Die Handballer der HSG Gedern/Nidda setzen in der Aufstiegsrunde der Bezirksliga A Gießen ihre Klettertour fort. Gegen den Tabellenletzten HSG Hinterland gelang in der Sporthalle Konradsdorf ein klarer 38:24 (21:13)-Erfolg.
16. Mai 2022, 19:44 Uhr
FSR

Die Handballer der HSG Gedern/Nidda setzen in der Aufstiegsrunde der Bezirksliga A Gießen ihre Klettertour fort. Gegen den Tabellenletzten HSG Hinterland gelang in der Sporthalle Konradsdorf ein klarer 38:24 (21:13)-Erfolg.

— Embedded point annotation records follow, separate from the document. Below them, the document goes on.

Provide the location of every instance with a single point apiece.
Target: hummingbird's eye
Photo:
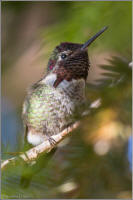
(63, 55)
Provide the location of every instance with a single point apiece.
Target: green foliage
(94, 176)
(91, 174)
(80, 20)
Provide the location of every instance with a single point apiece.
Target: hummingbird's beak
(86, 44)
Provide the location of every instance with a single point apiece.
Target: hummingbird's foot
(51, 141)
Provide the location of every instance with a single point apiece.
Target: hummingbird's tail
(30, 170)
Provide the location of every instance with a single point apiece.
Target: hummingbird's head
(70, 60)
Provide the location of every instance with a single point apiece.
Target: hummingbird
(51, 102)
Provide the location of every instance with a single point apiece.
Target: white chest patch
(34, 139)
(51, 78)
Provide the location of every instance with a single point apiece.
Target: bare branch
(33, 153)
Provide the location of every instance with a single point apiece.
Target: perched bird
(51, 103)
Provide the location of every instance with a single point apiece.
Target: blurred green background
(96, 160)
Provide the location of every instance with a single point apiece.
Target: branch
(34, 153)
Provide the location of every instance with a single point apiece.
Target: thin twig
(33, 153)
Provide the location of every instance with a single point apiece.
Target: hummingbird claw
(51, 141)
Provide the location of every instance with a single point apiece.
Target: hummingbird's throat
(52, 80)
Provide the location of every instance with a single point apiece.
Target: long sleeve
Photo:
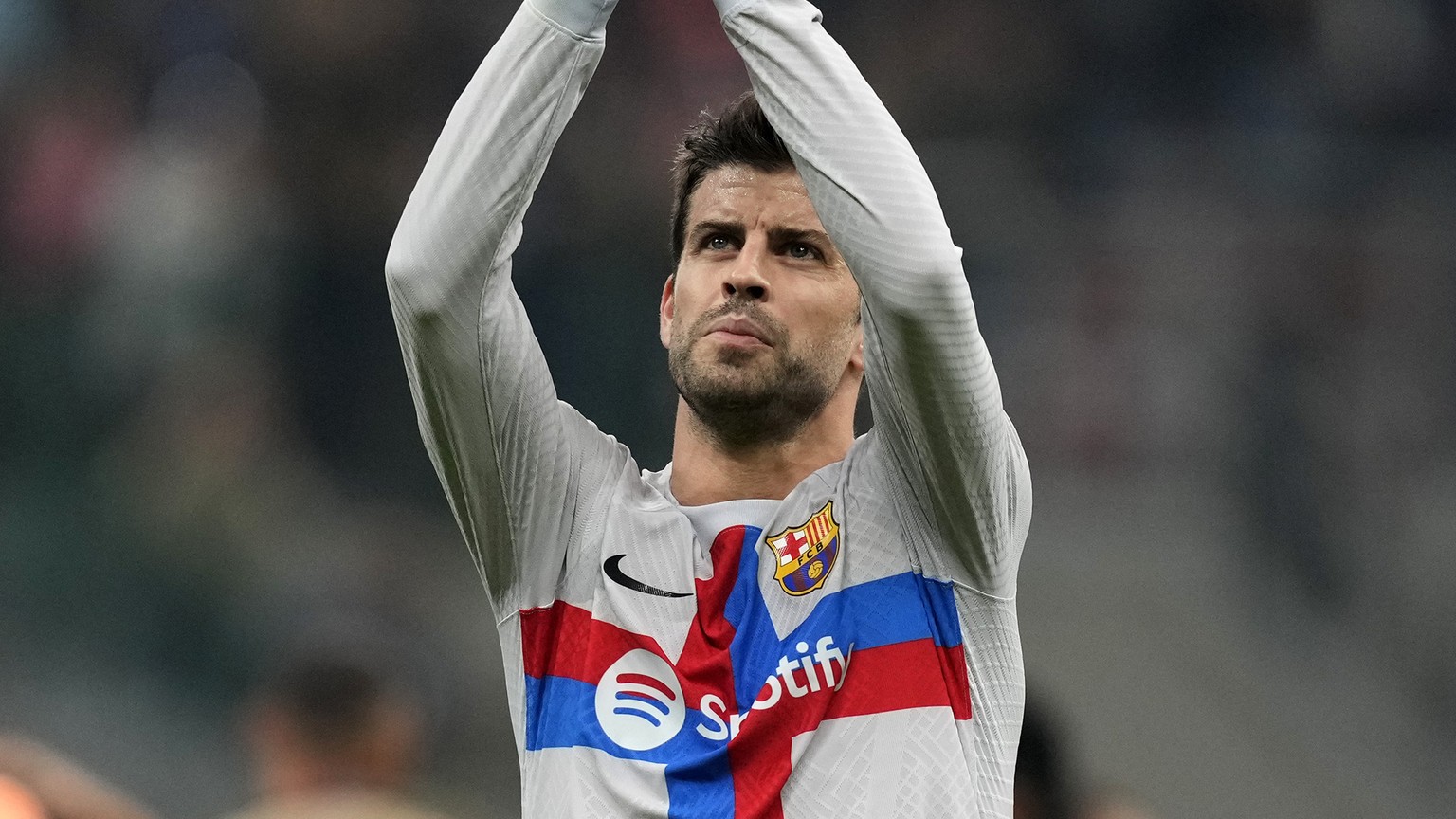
(939, 428)
(519, 466)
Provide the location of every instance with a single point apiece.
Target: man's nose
(744, 277)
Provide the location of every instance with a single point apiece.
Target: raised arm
(516, 463)
(939, 426)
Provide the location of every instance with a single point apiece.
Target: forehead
(737, 192)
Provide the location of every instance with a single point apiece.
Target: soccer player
(787, 620)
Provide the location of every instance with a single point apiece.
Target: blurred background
(1213, 252)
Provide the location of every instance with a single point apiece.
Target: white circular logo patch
(640, 701)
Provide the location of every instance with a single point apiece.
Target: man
(787, 621)
(40, 783)
(332, 737)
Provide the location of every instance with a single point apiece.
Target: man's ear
(664, 311)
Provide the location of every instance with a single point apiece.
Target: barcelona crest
(807, 553)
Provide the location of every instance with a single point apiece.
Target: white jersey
(846, 651)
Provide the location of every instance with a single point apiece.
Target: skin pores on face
(762, 317)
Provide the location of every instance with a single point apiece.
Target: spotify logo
(640, 701)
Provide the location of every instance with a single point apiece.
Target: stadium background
(1211, 246)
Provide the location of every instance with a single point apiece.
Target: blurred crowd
(1209, 241)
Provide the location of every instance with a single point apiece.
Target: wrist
(583, 18)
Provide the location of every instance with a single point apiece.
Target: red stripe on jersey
(888, 678)
(565, 640)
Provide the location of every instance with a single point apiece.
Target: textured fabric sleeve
(520, 468)
(941, 433)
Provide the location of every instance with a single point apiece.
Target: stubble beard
(750, 396)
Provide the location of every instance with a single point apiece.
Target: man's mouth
(738, 331)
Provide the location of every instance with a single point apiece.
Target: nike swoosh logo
(613, 567)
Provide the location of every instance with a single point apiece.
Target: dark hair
(740, 135)
(331, 700)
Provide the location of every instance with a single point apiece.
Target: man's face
(762, 318)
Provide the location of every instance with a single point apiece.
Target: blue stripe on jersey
(700, 783)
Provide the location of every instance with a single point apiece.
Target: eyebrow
(776, 235)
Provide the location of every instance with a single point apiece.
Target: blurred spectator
(334, 737)
(38, 783)
(1114, 803)
(1043, 791)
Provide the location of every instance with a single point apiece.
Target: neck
(705, 471)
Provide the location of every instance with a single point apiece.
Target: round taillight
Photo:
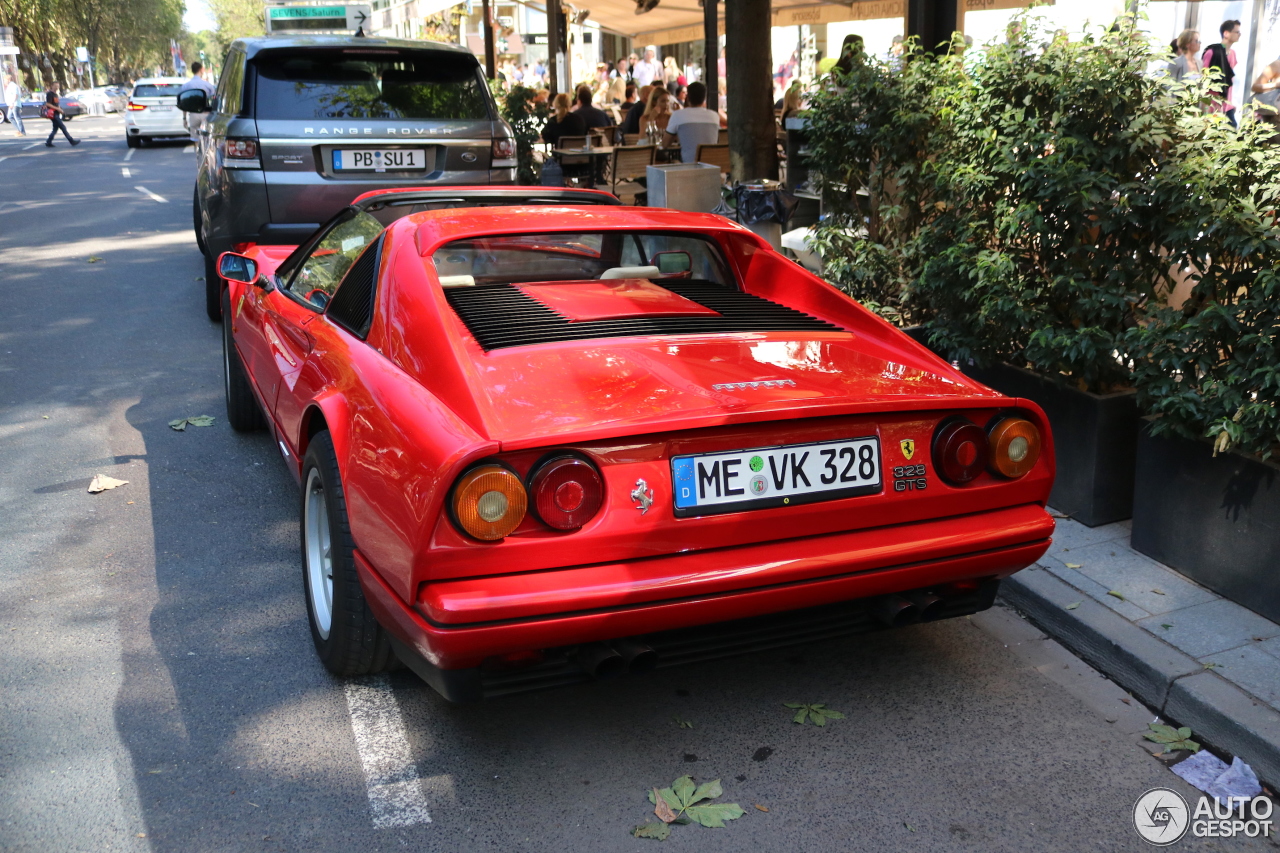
(959, 451)
(567, 492)
(489, 502)
(1014, 446)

Bezirksliga A Gießen Männer Aufstiegsrunde: HSG Gedern/Nidda - HSG Hinterland 38:24 (21:13). Spärlich war nur die Zuschauerkulisse. Lediglich 20 Besucher wurden gezählt. »Es waren eben kein optimales Hallenwetter«, schmunzelte HSG-Kapitän Johannes Eckhardt. Umso mehr Gedränge herrschte auf der Spielerbank, denn im Gegensatz zu den vergangenen Partien war die personelle Situation bei der in der Aufstiegsrunde noch verlustpunktfreien HSG diesmal richtig gut.

Von Beginn an zeigte das Team von Interimstrainer Thomas Pfaff eine engagierte Leistung in der Abwehr. Und trotzdem konnte die HSG Hinterland durch einige Tore aus der zweiten Reihe am Anfang noch den Kontakt halten. Dann bissen sich die Werfer der Gäste an HSG-Torwart Benedikt Becker die Zähne aus. »Die Absprache zwischen Block und Abwehr wurde besser. Folge waren viele Paraden und Gegenstöße, die vor allem durch Marc-Oliver Müller vollendet wurden«, berichtete Johannes Eckhardt. Trotz einigen verworfenen Siebenmetern setzte sich die HSG-Crew entscheidend ab. Zur Pause lagen die Handballer aus Gedern und Nidda komfortabel mit 21:13 vorne.

Das Vorhaben, mit voller Konzentration die Führung gleich nach dem Seitenwechsel auszubauen, klappte nicht. Die HSG Hinterland netzte einige Würfe aus dem Rückraum ein. Entscheidend konnten die Gäste den Rückstand aber nicht verkürzen. Unter dem Strich hatte die HSG Gedern/Nidda das Spiel gut im Griff, was auch am guten Umschaltverhalten des Teams lag. »Es herrschte gute Stimmung nach dem Spiel und Lust auf die Rückrunde«, berichtete Johannes Eckhardt. Das Team will in den kommenden Wochen die weiße Weste verteidigen und im Optimalfall nochmal an die ersten beiden Tabellenplätze heranrücken.

HSG Gedern/Nidda: Skouteris, Becker; Müller (10), Eckhardt (3), Kaiser (6), Fladerer (5), Orth (5), Aldathan (2), Maris (2), Xhoni (2/1), M. Weber (3), D. Weber.

Zuschauer: 20. Zeitstrafen: 2:0 Minuten.